L’armée israélienne affirme avoir « éliminé le terroriste Haitham Ali Tabataba«
Dans son communiqué, l’armée israélienne affirme avoir « éliminé le terroriste Haitham Ali Tabatabai, chef d’état-major du Hezbollah », présenté comme un « agent clé » du mouvement soutenu par l’Iran. Selon les informations du département d’État américain, Tabataba avait dirigé plusieurs opérations extérieures du Hezbollah, notamment en Syrie et au Yémen, avant de gravir les échelons pendant la période de conflit précédant le cessez-le-feu de novembre 2024.

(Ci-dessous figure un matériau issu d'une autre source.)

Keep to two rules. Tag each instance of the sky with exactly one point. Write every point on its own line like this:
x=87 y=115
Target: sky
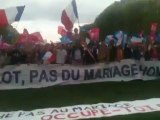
x=45 y=15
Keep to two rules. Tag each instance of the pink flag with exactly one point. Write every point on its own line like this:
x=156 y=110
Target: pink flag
x=62 y=31
x=36 y=37
x=25 y=31
x=154 y=27
x=94 y=34
x=10 y=15
x=69 y=15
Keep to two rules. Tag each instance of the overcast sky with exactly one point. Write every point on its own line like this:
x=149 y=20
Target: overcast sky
x=45 y=15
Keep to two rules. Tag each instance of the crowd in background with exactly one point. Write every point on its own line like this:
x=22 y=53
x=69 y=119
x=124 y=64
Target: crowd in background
x=78 y=53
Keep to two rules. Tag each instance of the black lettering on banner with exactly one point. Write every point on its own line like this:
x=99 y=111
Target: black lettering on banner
x=134 y=69
x=9 y=115
x=75 y=77
x=125 y=70
x=151 y=71
x=7 y=77
x=89 y=74
x=40 y=113
x=17 y=73
x=43 y=76
x=46 y=117
x=116 y=71
x=98 y=74
x=86 y=113
x=77 y=109
x=106 y=73
x=33 y=75
x=53 y=74
x=54 y=111
x=157 y=71
x=64 y=110
x=30 y=114
x=65 y=75
x=21 y=114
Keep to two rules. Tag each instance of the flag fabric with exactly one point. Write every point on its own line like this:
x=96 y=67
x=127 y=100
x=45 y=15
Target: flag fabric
x=1 y=38
x=65 y=40
x=10 y=15
x=94 y=34
x=36 y=37
x=154 y=27
x=62 y=31
x=136 y=40
x=119 y=36
x=69 y=15
x=25 y=31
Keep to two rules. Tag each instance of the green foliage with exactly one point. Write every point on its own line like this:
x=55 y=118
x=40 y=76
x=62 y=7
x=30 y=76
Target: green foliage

Le chef de l’état-major israélien, Eyal Zamir, a déclaré que cette frappe visait à empêcher le Hezbollah « de renforcer encore ses capacités » et à cibler « ceux qui cherchent à s’en prendre à Israël ». Le bureau du Premier ministre Benjamin Netanyahu a confirmé que l’attaque avait été ordonnée sur recommandation du ministre de la Défense et du haut commandement militaire.
Le Hezbollah confirme
Le Hezbollah libanais a confirmé la mort de Haitham Ali Tabatabai, qualifié dans son communiqué de « grand dirigeant », tout en dénonçant une « agression israélienne » contre une zone considérée comme l’un de ses bastions. Avant l’annonce officielle, Mahmoud Qomati, haut responsable du mouvement, avait déclaré sur les lieux de la frappe qu’« une personnalité de la résistance » avait été visée. Il accusait alors Israël d’avoir « franchi une nouvelle ligne rouge ».
L’explosion a touché les troisième et quatrième étages d’un immeuble résidentiel de neuf étages, dans une zone densément peuplée où les ambulances ont afflué peu après l’attaque. L’agence nationale libanaise a fait état de « blessés et de dégâts importants ».
Joseph Aoun condamne les opérations militaires israéliennes
Le président libanais Joseph Aoun a appelé la communauté internationale à « intervenir avec force » pour mettre fin aux opérations militaires israéliennes. Dans un communiqué relayé par les médias d’État, il estime qu’« il revient à la communauté internationale d’assumer ses responsabilités » face à ce qu’il décrit comme une escalade contre le Liban.
Il s’agit de la première frappe israélienne contre la banlieue sud de Beyrouth depuis le 5 juin et de la cinquième depuis l’entrée en vigueur du cessez-le-feu conclu fin novembre 2024 entre Israël et le Hezbollah. Le Premier ministre israélien avait déclaré plus tôt dans la journée que son pays ferait « tout ce qui est nécessaire » pour empêcher un renforcement du Hezbollah au Liban ou du Hamas dans la bande de Gaza, assurant que les forces israéliennes continuaient « à frapper le terrorisme sur plusieurs fronts ».
Depuis plusieurs semaines, l’armée israélienne multiplie les frappes dans le sud du Liban, affirmant viser des dépôts d’armes ou des infrastructures militaires du Hezbollah. De leur côté, les autorités libanaises dénoncent régulièrement des violations du cessez-le-feu, pointant notamment la présence israélienne sur cinq positions stratégiques au sud du pays, une situation déjà documentée par la FINUL et largement évoquée dans les rapports de l’ONU au cours de l’année 2024.